“Open your mouth and taste, open your eyes and see, how good God is.” Psalm 34:8

Lemon Sugar Cookies


1 1/2 cups Cake Flour
1 1/2 tsp. Baking Powder
1/4 tsp. Salt
1/2 cup (1 stick) butter, room temperature*
1/2 cup Sugar
1 large egg, room temperature
1 small lemon = (zest & 1 TB lemon juice)
1/4 tsp.
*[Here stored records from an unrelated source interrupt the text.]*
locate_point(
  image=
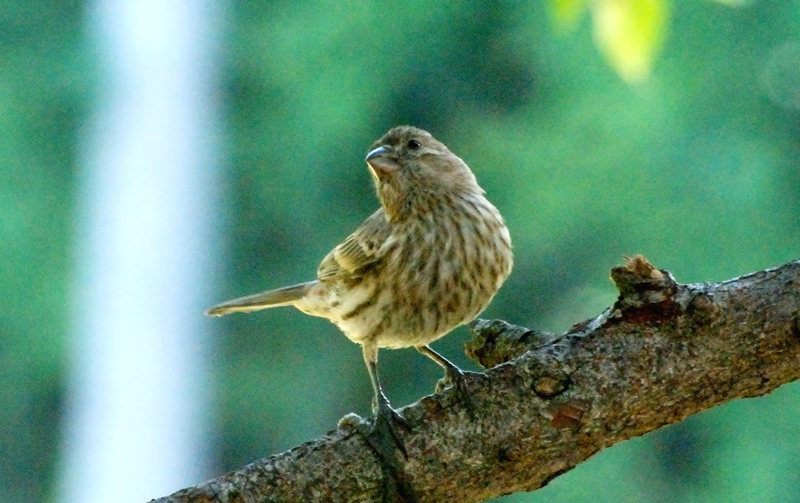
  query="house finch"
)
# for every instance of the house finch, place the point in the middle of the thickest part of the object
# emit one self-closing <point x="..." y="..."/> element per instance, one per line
<point x="430" y="259"/>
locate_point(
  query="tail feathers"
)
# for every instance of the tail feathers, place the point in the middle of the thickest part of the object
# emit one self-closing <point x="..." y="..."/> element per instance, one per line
<point x="273" y="298"/>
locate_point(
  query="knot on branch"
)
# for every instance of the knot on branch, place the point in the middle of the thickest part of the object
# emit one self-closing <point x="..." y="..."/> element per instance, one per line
<point x="495" y="341"/>
<point x="647" y="294"/>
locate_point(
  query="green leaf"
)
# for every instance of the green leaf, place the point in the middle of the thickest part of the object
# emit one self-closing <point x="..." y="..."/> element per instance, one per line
<point x="629" y="34"/>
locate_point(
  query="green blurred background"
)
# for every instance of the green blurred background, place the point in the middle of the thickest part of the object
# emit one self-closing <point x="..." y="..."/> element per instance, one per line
<point x="696" y="166"/>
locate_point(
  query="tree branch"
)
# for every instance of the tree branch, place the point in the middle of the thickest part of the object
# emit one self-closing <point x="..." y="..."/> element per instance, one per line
<point x="664" y="351"/>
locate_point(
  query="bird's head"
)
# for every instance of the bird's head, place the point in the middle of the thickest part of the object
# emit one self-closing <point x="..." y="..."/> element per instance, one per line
<point x="411" y="169"/>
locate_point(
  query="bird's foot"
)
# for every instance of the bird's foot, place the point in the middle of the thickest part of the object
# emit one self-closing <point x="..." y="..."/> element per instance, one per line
<point x="385" y="440"/>
<point x="457" y="378"/>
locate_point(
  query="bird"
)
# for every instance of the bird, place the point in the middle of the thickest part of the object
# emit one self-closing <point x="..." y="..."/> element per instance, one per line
<point x="430" y="259"/>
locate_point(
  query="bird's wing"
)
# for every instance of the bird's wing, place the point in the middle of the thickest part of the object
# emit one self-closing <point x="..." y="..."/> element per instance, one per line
<point x="359" y="251"/>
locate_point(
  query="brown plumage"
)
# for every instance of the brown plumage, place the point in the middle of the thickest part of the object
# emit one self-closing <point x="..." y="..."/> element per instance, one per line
<point x="430" y="259"/>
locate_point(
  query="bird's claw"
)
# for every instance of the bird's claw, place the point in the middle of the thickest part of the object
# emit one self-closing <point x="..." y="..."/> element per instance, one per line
<point x="383" y="436"/>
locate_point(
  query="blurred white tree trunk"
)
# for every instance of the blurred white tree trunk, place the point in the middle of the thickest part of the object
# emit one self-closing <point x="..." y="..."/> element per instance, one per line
<point x="137" y="405"/>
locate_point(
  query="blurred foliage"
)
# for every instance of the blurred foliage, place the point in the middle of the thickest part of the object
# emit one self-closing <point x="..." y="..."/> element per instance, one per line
<point x="696" y="166"/>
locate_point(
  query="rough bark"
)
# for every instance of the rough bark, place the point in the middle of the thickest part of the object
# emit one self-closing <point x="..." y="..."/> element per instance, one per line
<point x="664" y="351"/>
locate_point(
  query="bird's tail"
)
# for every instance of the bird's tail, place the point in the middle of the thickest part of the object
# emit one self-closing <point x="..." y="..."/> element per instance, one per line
<point x="273" y="298"/>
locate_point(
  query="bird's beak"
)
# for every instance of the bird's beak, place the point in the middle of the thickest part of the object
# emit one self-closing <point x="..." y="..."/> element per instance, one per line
<point x="382" y="162"/>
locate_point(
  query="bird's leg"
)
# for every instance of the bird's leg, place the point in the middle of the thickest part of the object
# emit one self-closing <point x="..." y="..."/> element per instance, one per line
<point x="384" y="437"/>
<point x="453" y="375"/>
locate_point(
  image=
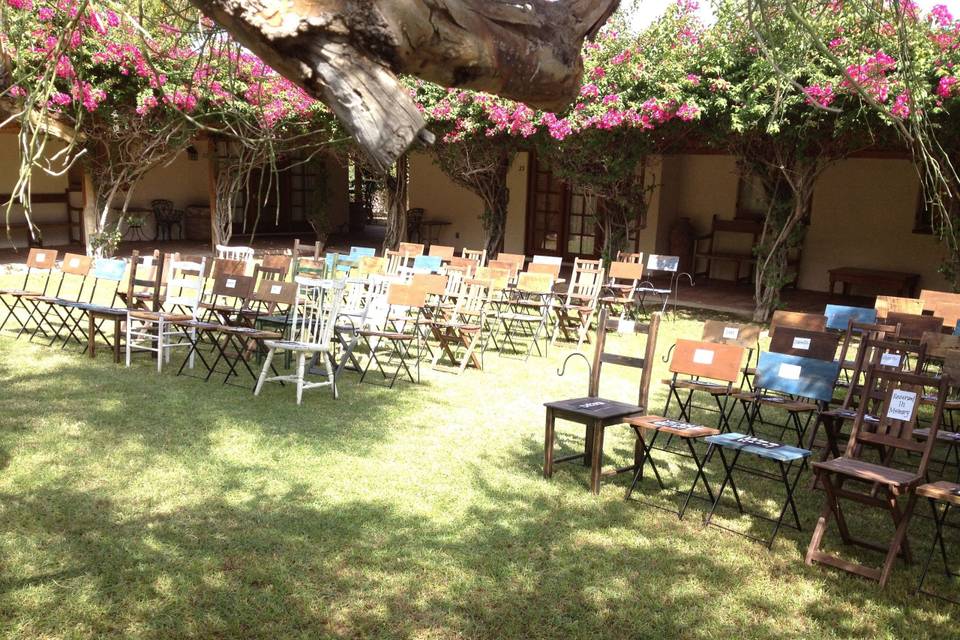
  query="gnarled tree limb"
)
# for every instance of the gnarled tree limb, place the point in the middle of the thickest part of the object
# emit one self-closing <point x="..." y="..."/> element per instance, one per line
<point x="348" y="53"/>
Vanilla

This recipe makes about 1 1/2 dozen.

1/4 cup (1/2 stick) Butter, room temperature*
1 1/2 cups Powdered Sugar
1 small Lemon = ( zest & 1 TB lemon juice)
1/4 tsp. vanilla

*The original recipe calls for unsalted butter - I always prefer salted butter (that's a BIG no-no for a real baker but I'm not a real baker ;D) you can make your own decision


Created on July 17th, 2014

To make cookies:
In a small bowl, combine flour, baking powder, and salt.
In a medium mixing bowl, using a hand mixer or stand mixer, cream the butter and sugar until light and fluffy.
Add the egg and beat until combined.
Zest the lemon and then squeeze the juice, adding them both to the creamed mixture.
Add the vanilla and stir to combine.
Gradually stir in the dry ingredients into the wet and stir until combined.
Scoop out the dough onto plastic wrap and place in fridge for 1 hour.
Preheat oven to 350 degrees.
Line a baking sheet with parchment paper.
Sprinkle some flour onto the counter and coat your rolling pin.
Roll out the dough a little thicker than 1/4 in.
Cut with a round cookie cutter and place them on the baking sheet.
Bake for 10 minutes, until soft and golden.
Transfer to wire rack and let cool before frosting.

To make the frosting:
Beat the butter, powdered sugar, lemon juice, zest and vanilla until light and fluffy.

Once the cookies are cooled, cover with frosting.
The frosting will harden in about an hour, then place them in an air tight container to store in the fridge for a few weeks.